Given the advanced capabilities of cyber adversaries and their tactics, techniques, and procedures, the current cyber insurance model almost guarantees that insurance carriers will be forced to pay claims. As a result, point-in-time assessments that are manual guesswork are inadequate for protecting enterprises from the onslaught of cyberattacks.

Being able to track cyber financial risk over time, understand the impact of budget decisions, and ultimately justify spending is now driving business decisions on which risks to tolerate, treat or transfer.

While the first step is to understand your organisation’s exposure in financial terms, the next is to decide how to mitigate risk. Risk quantification models many different types of attackers and attacks that may infiltrate an organisation, its controls, vulnerability data and critical applications.

Most risk quantification customers have their controls actively updated in the tool to assess which applications are most vulnerable. Still, they also provide vulnerability data that allows risk quantification to provide short-term recommendations on Common Vulnerabilities and Exposures (CVEs).

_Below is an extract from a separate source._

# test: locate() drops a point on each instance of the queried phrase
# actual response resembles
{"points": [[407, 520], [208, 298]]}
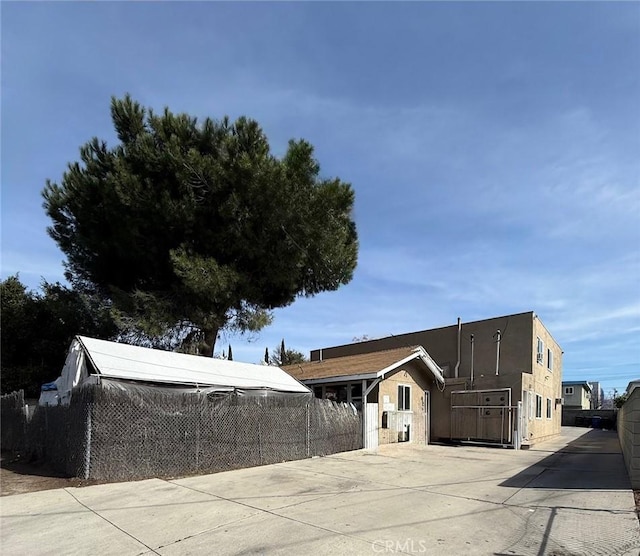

The capabilities of risk quantification can give insurance underwriters and their clients a clear picture of inherent and residual risk in a dynamic fashion. Not only is the threat landscape and the parts of it that are relevant to your business changing, but the controls, applications, endpoints, and type of data present in your environment are changing as well. Risk quantification enables you to apply these changes instantaneously to your models, allowing cyber risk measurement to move beyond point-in-time assessments and become programmatic.

Once finalised, analysis is put in a report that business leaders, board members, and insurance underwriters can understand.